Four days a week I go to a daycare to teach English. I have two ways of getting
there. One is to ride the bus. The other is to ride a bike. I tried out both options during the first week and found that the bus ride took longer than the bike ride. Also I just prefer to ride a bike over taking the bus. So now every day that I go to the internship I ride a bike. It has got to be one of the scariest things I have ever done and continue to do. Riding a bike in Iowa City, IA is a pleasant and joyful experience. The air is fresh, the sky is blue, and there few cars on the road and even fewer bikes. This trend does hold for the city of Hangzhou. Riding a bike here is terrifying and often times a near death experience. There is no blue sky; this would be a rare occurrence. The air smells of the industrial might of China, not thousands of acres of corn. Here there are a lot of cars and even more bikes, but not just bicycles. There are mopeds, e-bikes, rickshaws, scooters, and regular bicycles. All of these fit into one lane that is the same size as a regular lane for cars. There are so many bikes that during rush hour you are constantly riding next to someone and fearing that if you twitch slightly you will collide with the person next to you, in front of you, behind you and somehow on top of you; well, maybe on top of you. Riding in this small lane is very difficult but it does not compare to riding across an intersection.
Sometimes when I am stopped at an intersection I contemplate whether or not I should even try to cross it. For starters, the light turns green for bicycles only; but of course this is only at the large intersections and most cars don’t follow this rule. Even though the light is green for bikes you still fear that you will be hit by other bikes from the opposite side of the road. This is because when the bike light turns green for let’s say east and west traffic, the green light for going straight is not the only light that is activated.

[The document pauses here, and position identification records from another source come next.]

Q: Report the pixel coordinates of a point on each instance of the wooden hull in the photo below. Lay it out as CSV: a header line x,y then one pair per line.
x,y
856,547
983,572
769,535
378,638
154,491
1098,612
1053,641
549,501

In addition to this the turn light is also green. So, if I am trying to continue straight across the intersection I also have to watch out for bikes that are going perpendicular to my path, because apparently when the traffic lights were installed this was deemed not hazardous at all. Apart from this you also must be cautious of the cars. At every intersection cars are also turning, and in order to get to the next road they must cut across the bicycle path. It would be nice if drivers did not attempt to turn when the bike light is green, but they do not do this.

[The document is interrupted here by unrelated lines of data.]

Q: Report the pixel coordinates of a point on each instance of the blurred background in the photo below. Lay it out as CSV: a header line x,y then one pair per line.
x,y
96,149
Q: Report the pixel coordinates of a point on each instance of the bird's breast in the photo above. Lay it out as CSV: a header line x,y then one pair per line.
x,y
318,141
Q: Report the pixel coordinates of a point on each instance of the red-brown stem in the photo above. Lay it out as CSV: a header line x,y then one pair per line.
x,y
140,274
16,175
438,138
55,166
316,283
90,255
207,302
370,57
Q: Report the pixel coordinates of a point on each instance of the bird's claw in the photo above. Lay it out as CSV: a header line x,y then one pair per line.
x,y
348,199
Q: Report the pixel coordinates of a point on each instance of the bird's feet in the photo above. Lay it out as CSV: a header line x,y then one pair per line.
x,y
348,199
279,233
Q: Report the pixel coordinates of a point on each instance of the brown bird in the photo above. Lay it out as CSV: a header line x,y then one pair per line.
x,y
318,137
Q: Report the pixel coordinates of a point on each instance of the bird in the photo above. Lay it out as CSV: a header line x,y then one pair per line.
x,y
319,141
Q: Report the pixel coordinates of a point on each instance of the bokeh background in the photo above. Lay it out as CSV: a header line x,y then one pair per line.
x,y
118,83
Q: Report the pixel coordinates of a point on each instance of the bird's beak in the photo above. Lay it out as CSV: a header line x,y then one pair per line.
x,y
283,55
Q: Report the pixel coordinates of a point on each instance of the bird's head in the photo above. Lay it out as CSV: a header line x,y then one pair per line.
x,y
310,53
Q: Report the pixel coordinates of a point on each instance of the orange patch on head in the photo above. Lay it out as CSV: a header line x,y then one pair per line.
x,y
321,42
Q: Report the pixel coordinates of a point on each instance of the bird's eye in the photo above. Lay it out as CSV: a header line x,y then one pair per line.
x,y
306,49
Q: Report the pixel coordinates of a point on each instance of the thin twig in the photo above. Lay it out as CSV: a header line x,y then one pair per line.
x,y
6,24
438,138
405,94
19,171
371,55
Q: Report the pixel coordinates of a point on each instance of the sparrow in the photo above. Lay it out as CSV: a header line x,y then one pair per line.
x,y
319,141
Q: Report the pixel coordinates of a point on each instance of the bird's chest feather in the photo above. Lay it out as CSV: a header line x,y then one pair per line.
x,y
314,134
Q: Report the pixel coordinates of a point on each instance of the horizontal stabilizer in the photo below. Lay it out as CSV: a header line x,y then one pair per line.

Regardless of the color of the light, cars will still try to cut through the throng of bikes. I have witnessed several people on bikes and scooters be “bumped” by a car trying to make a right turn. Usually it is not too big of a deal; a few words are exchanged and the people move on in a pissed off manner. If a car does successfully cut through the ridiculous amount of bikes then they cause a “traffic jam” in the bike lane. In this momentary traffic jam, this literally lasts for 10 seconds, everyone who has a horn or a bell on their bike lays on it. Ringing your bike bell at a Mercedes Benz does absolutely nothing, but people do it anyway. If you can get across the intersection without getting hit by a car or bike it feels like a giant weight has been lifted off your shoulders. It is such a relief to make safely across and a true moment of triumph. Most of the time when I cross an intersection I will just start to yell really loud or make random noises; at least that way other bikers will know I’m there and probably try to avoid me. It is a strange sight here to see a foreigner on a bike, let alone a foreigner who is yelling for no apparent reason. When I finally get to my internship I can breathe easier, and I also have the feeling that I accomplished something great, even though thousands of people do it daily.

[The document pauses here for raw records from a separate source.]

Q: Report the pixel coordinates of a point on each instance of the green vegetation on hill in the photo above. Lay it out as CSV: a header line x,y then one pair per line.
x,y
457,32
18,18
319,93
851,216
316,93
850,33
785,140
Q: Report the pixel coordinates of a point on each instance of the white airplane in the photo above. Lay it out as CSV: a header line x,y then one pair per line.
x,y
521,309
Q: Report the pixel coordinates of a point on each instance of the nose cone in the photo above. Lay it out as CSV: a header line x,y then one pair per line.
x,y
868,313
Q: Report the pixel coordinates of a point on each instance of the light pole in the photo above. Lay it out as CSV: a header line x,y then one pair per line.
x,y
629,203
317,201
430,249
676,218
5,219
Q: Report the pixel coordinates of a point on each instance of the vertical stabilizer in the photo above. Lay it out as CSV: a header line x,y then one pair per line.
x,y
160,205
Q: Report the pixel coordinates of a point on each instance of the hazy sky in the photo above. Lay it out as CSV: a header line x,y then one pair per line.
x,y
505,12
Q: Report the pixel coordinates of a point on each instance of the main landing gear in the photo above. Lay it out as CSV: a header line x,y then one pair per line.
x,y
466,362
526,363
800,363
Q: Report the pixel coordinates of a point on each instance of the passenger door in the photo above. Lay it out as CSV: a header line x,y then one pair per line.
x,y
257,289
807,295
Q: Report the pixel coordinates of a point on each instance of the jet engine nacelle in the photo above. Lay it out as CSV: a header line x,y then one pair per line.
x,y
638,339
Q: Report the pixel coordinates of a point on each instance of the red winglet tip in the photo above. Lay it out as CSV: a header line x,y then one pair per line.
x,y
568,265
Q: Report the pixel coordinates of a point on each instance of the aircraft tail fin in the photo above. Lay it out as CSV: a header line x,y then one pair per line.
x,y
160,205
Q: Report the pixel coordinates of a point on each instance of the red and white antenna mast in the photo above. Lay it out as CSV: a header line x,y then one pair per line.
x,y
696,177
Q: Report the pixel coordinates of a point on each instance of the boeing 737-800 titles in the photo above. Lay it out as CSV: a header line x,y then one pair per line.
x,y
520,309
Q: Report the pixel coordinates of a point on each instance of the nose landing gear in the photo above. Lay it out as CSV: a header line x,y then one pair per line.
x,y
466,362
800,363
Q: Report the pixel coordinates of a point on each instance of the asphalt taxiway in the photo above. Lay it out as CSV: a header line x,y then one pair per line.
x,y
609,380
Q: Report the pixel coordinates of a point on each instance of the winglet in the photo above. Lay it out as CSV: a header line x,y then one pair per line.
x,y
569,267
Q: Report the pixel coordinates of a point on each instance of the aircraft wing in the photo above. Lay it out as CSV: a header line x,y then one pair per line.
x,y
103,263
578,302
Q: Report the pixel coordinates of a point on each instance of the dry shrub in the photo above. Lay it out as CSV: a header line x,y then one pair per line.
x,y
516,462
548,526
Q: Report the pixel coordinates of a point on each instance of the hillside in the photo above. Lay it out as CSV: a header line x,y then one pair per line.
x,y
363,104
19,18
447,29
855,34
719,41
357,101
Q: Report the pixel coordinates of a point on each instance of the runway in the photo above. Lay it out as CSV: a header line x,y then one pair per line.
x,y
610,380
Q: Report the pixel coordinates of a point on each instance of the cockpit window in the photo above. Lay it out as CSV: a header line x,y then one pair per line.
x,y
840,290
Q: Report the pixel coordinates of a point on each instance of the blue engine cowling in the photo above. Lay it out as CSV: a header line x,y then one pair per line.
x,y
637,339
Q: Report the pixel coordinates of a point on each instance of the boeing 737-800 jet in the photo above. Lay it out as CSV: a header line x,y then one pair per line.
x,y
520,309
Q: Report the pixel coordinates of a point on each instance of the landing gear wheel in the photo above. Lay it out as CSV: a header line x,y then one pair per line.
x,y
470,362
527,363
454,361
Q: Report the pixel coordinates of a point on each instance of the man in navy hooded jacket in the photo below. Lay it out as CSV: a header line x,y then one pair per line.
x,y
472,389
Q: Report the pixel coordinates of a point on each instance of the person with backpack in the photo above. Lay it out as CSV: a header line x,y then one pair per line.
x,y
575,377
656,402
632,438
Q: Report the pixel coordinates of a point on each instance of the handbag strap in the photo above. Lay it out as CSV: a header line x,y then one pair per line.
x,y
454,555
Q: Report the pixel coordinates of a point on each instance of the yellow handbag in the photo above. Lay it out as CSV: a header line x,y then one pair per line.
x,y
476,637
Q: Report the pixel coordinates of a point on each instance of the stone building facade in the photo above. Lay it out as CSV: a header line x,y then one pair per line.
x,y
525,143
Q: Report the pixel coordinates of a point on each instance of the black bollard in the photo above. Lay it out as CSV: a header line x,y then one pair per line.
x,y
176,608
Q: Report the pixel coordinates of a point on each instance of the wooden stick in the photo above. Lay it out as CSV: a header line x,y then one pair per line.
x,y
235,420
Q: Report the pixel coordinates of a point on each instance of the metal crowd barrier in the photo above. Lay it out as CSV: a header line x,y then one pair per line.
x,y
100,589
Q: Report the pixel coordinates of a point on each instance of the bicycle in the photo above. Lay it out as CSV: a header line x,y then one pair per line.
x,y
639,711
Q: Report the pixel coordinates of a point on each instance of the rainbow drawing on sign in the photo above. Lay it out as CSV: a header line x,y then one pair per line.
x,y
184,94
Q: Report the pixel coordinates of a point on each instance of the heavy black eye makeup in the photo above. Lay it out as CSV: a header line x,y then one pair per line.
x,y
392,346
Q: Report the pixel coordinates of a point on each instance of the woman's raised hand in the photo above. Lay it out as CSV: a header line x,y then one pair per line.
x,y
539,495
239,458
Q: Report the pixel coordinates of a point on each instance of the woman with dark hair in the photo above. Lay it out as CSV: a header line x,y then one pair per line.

Every weekend I look forward to the beginning of the week, because my first task on Monday is to go to my internship. This also means that my first task is to make it to my internship alive. I considered trying to film this experience of riding my bike to my
internship during rush hour, but then I decided that I would not enjoyed eating Hangzhou asphalt. It is very hard to hold an umbrella and ride a bike here, let alone a video camera. I hope during my next two months here the most I will come out with is a broken limb.